All’interpretazione meccanicistica e deterministica dell’evoluzione naturale e sociale (come quella marxista che riponeva nella divisione del lavoro e nello sfruttamento di una classe sulle altre l’origine dello Stato) Ortega y Gasset, ispirandosi alle tesi del filosofo francese Henri Bergson, contrappone l’idea di un’evoluzione creatrice, spontanea, che prescinda dalla stretta utilità: «Una volta fatto l’occhio, le leggi dell’ottica si compiono nella visione, ma con le leggi fisiche non si fa un occhio. A Descartes che sosteneva la natura meccanica dei corpi vivi, già Cristina di Svezia aveva detto che “ella non aveva mai visto che il suo orologio avesse dato alla luce degli orologini”».

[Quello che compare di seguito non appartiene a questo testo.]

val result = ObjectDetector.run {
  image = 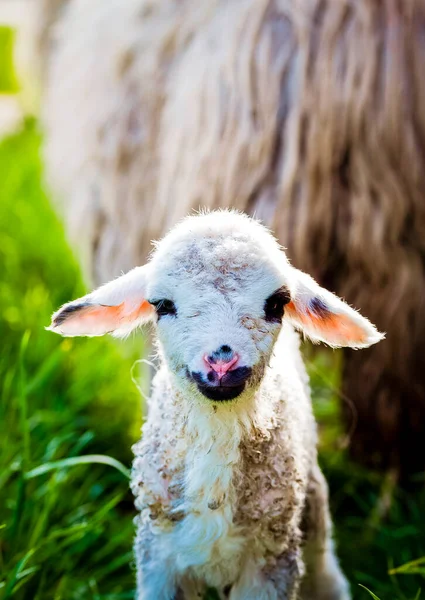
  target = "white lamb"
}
[51,211,383,600]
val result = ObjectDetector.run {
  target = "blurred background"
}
[0,0,425,600]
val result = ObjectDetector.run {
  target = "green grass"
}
[0,25,18,93]
[0,126,141,600]
[0,29,425,600]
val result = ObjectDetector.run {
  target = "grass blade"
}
[25,454,130,479]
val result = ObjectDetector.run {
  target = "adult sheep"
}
[34,0,425,475]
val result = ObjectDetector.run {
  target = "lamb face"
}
[147,215,290,401]
[50,211,382,402]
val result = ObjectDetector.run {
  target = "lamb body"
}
[51,211,382,600]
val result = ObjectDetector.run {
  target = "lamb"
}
[50,210,383,600]
[28,0,425,481]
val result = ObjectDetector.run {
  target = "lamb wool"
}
[50,211,383,600]
[31,0,425,475]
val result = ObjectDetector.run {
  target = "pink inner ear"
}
[59,300,153,335]
[285,301,367,344]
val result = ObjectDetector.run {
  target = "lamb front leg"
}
[229,550,303,600]
[134,523,177,600]
[301,466,351,600]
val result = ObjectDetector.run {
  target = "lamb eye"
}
[150,298,177,319]
[264,289,291,323]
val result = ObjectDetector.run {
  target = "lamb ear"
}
[46,266,155,337]
[285,269,385,348]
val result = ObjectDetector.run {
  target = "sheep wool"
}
[50,211,382,600]
[28,0,425,477]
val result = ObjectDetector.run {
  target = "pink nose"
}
[204,354,239,379]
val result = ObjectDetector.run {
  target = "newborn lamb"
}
[50,211,383,600]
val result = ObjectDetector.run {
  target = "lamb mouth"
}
[197,383,245,402]
[186,366,252,402]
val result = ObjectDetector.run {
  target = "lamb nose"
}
[208,344,235,364]
[204,346,239,377]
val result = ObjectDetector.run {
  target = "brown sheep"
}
[28,0,425,475]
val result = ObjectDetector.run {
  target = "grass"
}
[0,25,425,600]
[0,126,141,600]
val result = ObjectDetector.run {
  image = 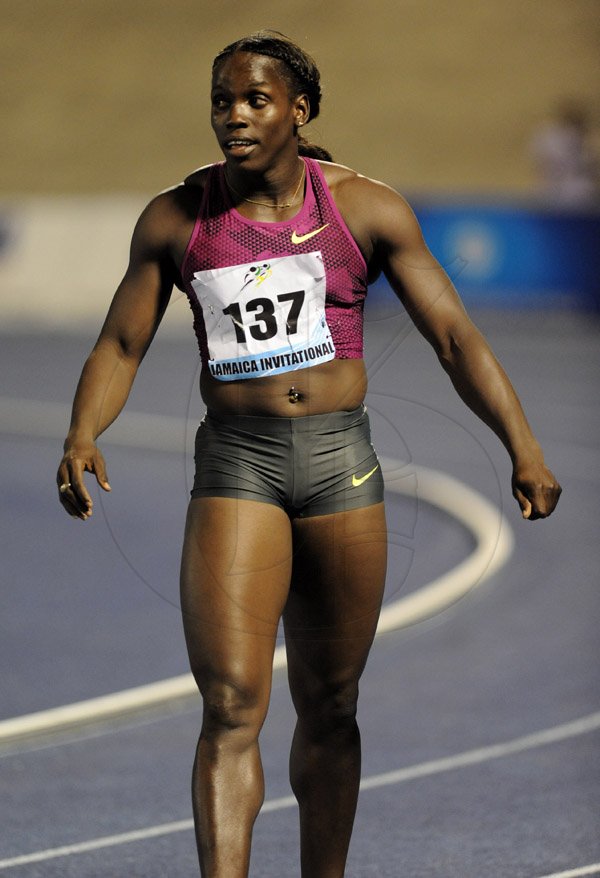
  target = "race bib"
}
[192,251,335,381]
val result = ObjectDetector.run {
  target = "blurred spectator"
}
[531,100,600,207]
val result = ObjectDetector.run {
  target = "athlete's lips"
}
[223,137,256,149]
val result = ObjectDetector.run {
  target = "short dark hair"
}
[212,30,333,162]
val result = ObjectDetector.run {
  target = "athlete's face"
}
[211,52,308,170]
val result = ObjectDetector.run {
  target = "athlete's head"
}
[212,30,332,161]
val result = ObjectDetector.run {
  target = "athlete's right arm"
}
[57,194,175,520]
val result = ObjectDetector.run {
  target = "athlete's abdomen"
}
[200,359,367,418]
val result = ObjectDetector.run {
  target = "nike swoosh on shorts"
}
[352,464,379,488]
[292,223,329,244]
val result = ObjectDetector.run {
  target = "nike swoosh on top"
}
[292,223,329,244]
[352,464,379,488]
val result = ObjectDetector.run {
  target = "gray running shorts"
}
[192,405,383,517]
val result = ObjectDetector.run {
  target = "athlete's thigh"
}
[181,497,292,690]
[284,503,387,694]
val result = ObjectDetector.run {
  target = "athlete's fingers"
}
[56,445,111,521]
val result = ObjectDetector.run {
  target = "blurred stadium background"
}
[0,0,600,328]
[0,0,600,878]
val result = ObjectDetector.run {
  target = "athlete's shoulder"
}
[182,163,219,190]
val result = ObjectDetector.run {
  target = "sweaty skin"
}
[57,51,561,878]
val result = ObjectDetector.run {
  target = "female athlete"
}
[57,31,560,878]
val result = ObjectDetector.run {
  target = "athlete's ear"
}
[294,95,310,128]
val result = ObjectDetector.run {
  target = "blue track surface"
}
[0,310,600,878]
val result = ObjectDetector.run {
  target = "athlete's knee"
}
[296,680,358,738]
[202,682,266,739]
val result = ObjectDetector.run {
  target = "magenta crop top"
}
[182,158,367,381]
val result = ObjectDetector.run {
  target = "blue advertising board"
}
[370,199,600,310]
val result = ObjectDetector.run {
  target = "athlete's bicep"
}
[102,204,175,360]
[373,187,470,349]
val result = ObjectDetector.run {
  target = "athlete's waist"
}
[203,403,367,435]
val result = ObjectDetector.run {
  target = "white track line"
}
[0,711,600,878]
[540,863,600,878]
[0,397,514,744]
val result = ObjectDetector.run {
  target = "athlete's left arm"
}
[356,178,561,520]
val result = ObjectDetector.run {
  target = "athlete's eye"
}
[249,94,267,109]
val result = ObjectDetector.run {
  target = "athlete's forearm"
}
[438,327,543,465]
[65,339,139,448]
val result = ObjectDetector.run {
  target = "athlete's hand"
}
[512,463,562,521]
[56,442,111,521]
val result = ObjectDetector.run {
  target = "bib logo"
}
[240,262,273,292]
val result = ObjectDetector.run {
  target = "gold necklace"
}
[224,163,306,210]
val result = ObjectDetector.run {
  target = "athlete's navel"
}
[288,384,302,405]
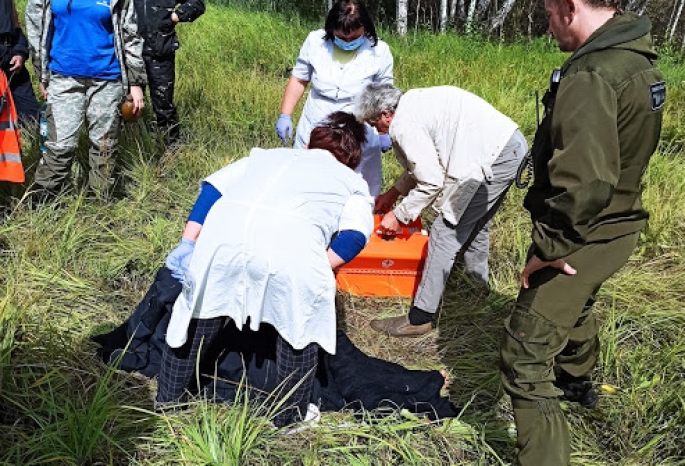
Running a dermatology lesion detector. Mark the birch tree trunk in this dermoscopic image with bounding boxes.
[440,0,447,34]
[488,0,516,33]
[466,0,477,34]
[476,0,491,19]
[397,0,409,36]
[668,0,685,42]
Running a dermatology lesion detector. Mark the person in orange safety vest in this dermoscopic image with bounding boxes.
[0,72,24,183]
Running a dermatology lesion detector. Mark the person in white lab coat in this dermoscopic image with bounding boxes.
[357,84,528,337]
[157,112,373,427]
[276,0,393,197]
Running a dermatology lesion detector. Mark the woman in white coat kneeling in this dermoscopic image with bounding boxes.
[157,112,373,427]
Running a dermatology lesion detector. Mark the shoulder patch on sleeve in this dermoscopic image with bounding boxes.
[649,81,666,111]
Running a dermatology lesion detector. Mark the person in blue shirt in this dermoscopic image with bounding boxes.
[26,0,146,200]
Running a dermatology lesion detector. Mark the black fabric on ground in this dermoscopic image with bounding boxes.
[92,267,457,419]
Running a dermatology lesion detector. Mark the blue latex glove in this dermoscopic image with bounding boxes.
[164,238,195,281]
[276,113,293,146]
[378,134,392,152]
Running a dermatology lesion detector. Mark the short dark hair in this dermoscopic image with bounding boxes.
[309,112,366,170]
[555,0,622,11]
[323,0,378,45]
[583,0,621,10]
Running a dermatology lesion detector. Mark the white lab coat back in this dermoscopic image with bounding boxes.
[292,29,393,196]
[167,149,373,353]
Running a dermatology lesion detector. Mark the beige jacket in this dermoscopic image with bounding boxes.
[389,86,518,225]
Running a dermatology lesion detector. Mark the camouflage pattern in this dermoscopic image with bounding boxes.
[26,0,147,93]
[35,74,123,198]
[143,54,180,146]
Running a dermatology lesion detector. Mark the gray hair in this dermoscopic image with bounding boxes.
[355,83,403,123]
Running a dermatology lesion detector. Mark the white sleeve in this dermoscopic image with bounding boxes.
[391,117,445,223]
[373,40,393,84]
[291,31,317,81]
[338,194,373,242]
[200,157,250,196]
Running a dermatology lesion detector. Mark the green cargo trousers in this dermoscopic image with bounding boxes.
[500,233,639,466]
[35,73,123,197]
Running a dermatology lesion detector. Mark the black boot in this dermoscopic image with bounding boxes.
[554,371,599,409]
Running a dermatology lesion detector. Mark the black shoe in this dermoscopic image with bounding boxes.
[554,372,599,409]
[29,188,57,210]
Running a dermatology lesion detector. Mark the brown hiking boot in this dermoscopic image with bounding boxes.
[370,314,433,337]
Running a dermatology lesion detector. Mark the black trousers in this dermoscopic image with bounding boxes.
[3,66,40,123]
[143,54,180,145]
[157,317,319,427]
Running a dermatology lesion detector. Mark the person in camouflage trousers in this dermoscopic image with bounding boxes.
[134,0,205,149]
[26,0,146,200]
[501,0,666,466]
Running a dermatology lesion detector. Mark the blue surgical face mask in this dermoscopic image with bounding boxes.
[333,36,364,50]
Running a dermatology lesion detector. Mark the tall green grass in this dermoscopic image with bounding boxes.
[0,5,685,465]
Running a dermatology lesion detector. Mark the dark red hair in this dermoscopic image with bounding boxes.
[309,112,366,170]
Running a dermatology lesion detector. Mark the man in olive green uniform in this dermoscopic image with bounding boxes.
[501,0,666,466]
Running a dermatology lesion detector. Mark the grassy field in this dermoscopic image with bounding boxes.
[0,5,685,465]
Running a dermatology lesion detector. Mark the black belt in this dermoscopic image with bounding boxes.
[0,33,14,47]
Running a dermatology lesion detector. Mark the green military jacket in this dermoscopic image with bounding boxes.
[524,13,666,260]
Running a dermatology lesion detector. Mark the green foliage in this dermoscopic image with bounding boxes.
[0,4,685,465]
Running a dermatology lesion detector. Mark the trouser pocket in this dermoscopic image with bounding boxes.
[501,308,568,400]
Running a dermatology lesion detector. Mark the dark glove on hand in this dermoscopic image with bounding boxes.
[159,13,176,34]
[378,134,392,152]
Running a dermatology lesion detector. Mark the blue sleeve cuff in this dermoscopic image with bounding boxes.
[188,183,221,225]
[331,230,366,262]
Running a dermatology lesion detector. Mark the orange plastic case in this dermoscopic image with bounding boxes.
[336,215,428,297]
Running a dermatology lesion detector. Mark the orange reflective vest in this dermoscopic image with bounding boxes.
[0,72,24,183]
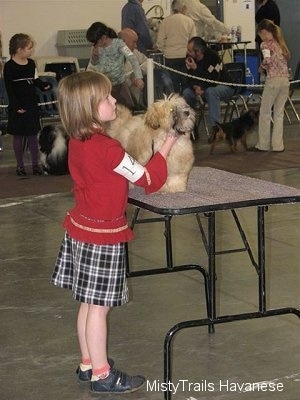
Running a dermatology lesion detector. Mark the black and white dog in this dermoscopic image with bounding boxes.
[38,125,69,175]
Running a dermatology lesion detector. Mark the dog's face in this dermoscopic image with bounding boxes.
[145,94,195,135]
[208,126,226,144]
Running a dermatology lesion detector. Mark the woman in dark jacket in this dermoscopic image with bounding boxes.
[3,33,51,176]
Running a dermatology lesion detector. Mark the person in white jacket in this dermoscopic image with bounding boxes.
[186,0,230,41]
[156,0,197,93]
[118,28,174,108]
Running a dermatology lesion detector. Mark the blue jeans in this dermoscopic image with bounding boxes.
[154,69,174,95]
[182,85,235,126]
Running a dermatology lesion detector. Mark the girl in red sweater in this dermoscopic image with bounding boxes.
[52,71,176,393]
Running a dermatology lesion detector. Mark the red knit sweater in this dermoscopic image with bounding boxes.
[64,132,167,244]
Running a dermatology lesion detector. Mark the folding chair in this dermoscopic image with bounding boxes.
[36,76,60,128]
[224,62,248,122]
[285,60,300,122]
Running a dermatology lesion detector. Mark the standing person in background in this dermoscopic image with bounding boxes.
[121,0,153,54]
[3,33,51,176]
[156,0,196,93]
[86,22,144,110]
[182,37,234,134]
[249,19,291,152]
[52,71,177,398]
[255,0,280,48]
[186,0,230,41]
[119,28,174,108]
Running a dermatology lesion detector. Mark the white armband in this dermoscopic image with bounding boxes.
[114,153,145,183]
[262,49,271,58]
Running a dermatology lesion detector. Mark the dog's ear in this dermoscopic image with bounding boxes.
[145,104,160,129]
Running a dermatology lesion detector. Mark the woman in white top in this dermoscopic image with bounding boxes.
[156,0,196,93]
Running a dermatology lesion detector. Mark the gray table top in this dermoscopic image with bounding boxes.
[128,167,300,215]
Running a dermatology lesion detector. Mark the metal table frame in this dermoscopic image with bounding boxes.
[127,167,300,400]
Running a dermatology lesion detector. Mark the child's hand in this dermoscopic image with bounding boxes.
[133,79,144,90]
[185,56,197,70]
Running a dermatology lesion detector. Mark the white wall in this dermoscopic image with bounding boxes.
[0,0,170,57]
[223,0,255,49]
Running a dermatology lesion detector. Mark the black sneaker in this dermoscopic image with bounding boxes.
[16,167,27,176]
[91,368,146,393]
[76,358,114,382]
[32,166,43,176]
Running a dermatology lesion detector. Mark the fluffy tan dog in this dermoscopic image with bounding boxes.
[108,94,195,193]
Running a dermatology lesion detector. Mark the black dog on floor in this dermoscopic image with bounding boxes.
[38,125,69,175]
[208,110,259,154]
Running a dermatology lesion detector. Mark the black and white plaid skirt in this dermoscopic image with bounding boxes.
[51,232,128,307]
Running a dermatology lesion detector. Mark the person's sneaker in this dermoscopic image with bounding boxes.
[76,358,114,382]
[32,167,43,176]
[16,167,27,176]
[91,368,146,393]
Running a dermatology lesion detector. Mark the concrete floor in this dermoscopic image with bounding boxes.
[0,126,300,400]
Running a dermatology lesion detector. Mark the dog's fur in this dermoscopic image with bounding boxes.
[38,125,69,175]
[107,94,195,193]
[208,110,259,154]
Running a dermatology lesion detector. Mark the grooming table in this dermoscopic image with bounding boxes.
[127,167,300,400]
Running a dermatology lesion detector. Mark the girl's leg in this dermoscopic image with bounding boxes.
[272,78,289,151]
[77,303,109,371]
[255,81,276,151]
[13,135,24,168]
[27,135,39,170]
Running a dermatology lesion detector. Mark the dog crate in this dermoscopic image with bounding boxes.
[56,29,92,64]
[34,56,80,81]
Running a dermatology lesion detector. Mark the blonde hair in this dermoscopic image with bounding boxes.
[9,33,34,56]
[57,71,111,140]
[257,19,291,60]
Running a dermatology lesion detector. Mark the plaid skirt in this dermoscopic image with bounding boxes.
[51,232,128,307]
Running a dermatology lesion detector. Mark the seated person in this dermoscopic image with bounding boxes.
[86,22,144,109]
[119,28,174,108]
[182,36,235,133]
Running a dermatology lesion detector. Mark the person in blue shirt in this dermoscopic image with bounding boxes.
[121,0,153,54]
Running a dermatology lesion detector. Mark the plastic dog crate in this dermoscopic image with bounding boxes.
[56,29,92,59]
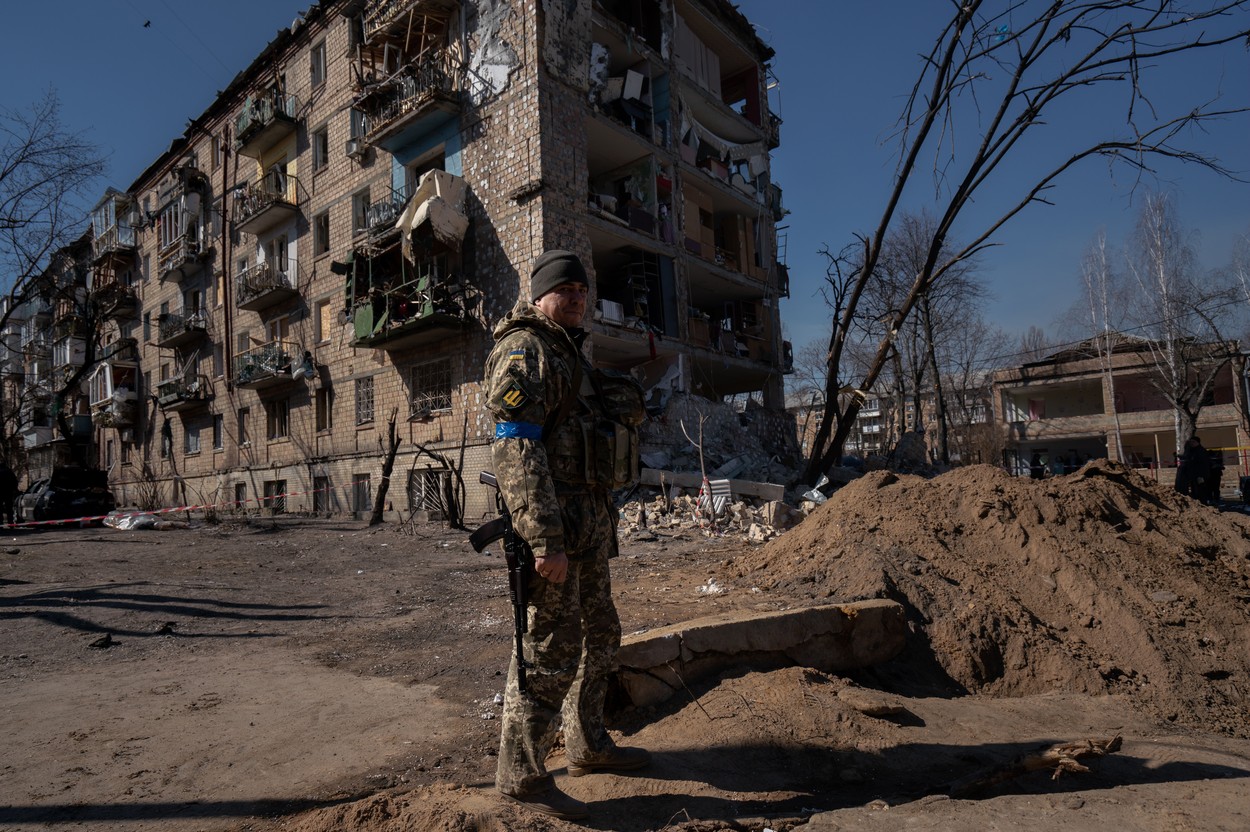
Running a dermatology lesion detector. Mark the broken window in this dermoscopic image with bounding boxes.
[356,376,374,425]
[409,359,451,418]
[313,126,330,172]
[260,480,286,515]
[265,399,291,440]
[309,40,325,89]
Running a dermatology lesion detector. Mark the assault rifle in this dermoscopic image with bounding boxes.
[469,471,534,693]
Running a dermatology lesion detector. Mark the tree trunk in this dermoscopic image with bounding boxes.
[369,407,399,526]
[920,295,950,465]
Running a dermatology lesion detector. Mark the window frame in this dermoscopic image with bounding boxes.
[355,376,375,427]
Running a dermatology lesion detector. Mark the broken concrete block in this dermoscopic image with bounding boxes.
[760,500,803,528]
[618,600,906,706]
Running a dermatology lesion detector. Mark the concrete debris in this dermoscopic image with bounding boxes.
[619,487,804,543]
[618,599,908,710]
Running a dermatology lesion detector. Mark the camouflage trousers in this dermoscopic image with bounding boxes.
[495,524,621,796]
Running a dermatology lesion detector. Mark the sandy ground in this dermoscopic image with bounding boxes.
[0,466,1250,832]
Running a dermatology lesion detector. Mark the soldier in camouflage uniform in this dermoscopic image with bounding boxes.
[484,251,650,820]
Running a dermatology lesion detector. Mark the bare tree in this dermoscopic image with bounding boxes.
[0,92,104,294]
[1081,234,1124,462]
[804,0,1250,481]
[0,92,104,467]
[1128,194,1238,455]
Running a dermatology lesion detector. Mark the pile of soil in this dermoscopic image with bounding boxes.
[9,462,1250,832]
[738,460,1250,737]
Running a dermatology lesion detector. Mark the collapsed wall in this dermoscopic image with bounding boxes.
[739,460,1250,736]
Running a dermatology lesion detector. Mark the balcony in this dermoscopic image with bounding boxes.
[88,359,139,427]
[353,277,481,351]
[156,375,211,411]
[156,311,209,347]
[364,189,408,237]
[158,229,205,284]
[235,90,299,159]
[93,282,139,319]
[21,332,53,360]
[53,336,86,374]
[361,0,436,40]
[355,49,465,152]
[234,341,300,390]
[99,339,139,361]
[234,170,300,235]
[91,225,138,262]
[235,257,299,311]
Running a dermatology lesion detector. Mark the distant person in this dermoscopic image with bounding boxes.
[1176,436,1211,500]
[1206,451,1224,506]
[0,461,18,523]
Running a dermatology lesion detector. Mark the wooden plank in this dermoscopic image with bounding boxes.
[641,468,785,500]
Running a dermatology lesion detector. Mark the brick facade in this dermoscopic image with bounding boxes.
[17,0,785,520]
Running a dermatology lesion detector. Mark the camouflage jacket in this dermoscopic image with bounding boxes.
[484,301,615,558]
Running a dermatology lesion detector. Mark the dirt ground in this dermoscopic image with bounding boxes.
[0,463,1250,832]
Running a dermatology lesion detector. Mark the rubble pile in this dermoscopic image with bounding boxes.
[618,490,803,543]
[640,394,798,485]
[735,460,1250,736]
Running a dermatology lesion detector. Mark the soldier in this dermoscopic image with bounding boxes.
[484,250,650,820]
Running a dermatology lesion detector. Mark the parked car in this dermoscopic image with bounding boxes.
[13,465,118,522]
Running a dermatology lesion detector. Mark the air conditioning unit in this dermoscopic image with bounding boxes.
[598,299,625,326]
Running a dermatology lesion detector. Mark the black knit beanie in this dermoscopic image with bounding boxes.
[530,249,590,301]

È proprio questa energia spontanea e lussureggiante della vita a portare, in quei tempi che definiamo preistorici, i giovani cacciatori, che vivono ancora in orde, a provare da un lato repulsione per le donne consanguinee con cui convivono e dall’altro una fantastica attrazione per le donne sconosciute che vivono in altre orde. Ed allora decidono di rapirle. È quanto adombrato nella leggenda del ratto delle Sabine compiuto da Romolo e dai suoi compagni. E del resto, «nei riti matrimoniali di Roma perdurò la traccia del ratto originario, visto che, come si sa, la sposa entrando in casa del marito non usava i suoi piedi ma questo la prendeva in braccio perché non calpestasse la soglia, simboleggiando così che era stata rapita».
Sennonché, «per rubare bisogna combattere, e nasce la guerra come mezzo a servizio dell’amore. Ma la guerra suscita un capo e richiede una disciplina: con la guerra ispirata dall’amore sorgono, l’autorità, la legge e la struttura sociale».
L’esogamia, la guerra, la disciplina, l’organizzazione militare e l’autorità, tutto questo insieme «è la genesi storica e razionale dello Stato. (…) Non sono stati l’operaio, né l’intellettuale né il sacerdote, propriamente detto, a iniziare il grande processo politico; è stata la gioventù preoccupata delle donne e decisa a combattere; sono stati l’amatore, il guerriero e lo sportivo».
Il saggio, di piacevolissima lettura, è peraltro ricco di annotazioni, anche linguistiche, e dà importanza a due fattori solitamente trascurati nella storia umana, ma, a nostro avviso, imprescindibili, che sono l’età e i sessi. Alla luce di questi due fattori l’interpretazione dell’origine sportiva dello Stato proposta da Ortega y Gasset ha una sua plausibilità e non è più tanto peregrina, come poteva sembrare di primo acchito.
La guerra è un furto in grande organizzato dallo Stato.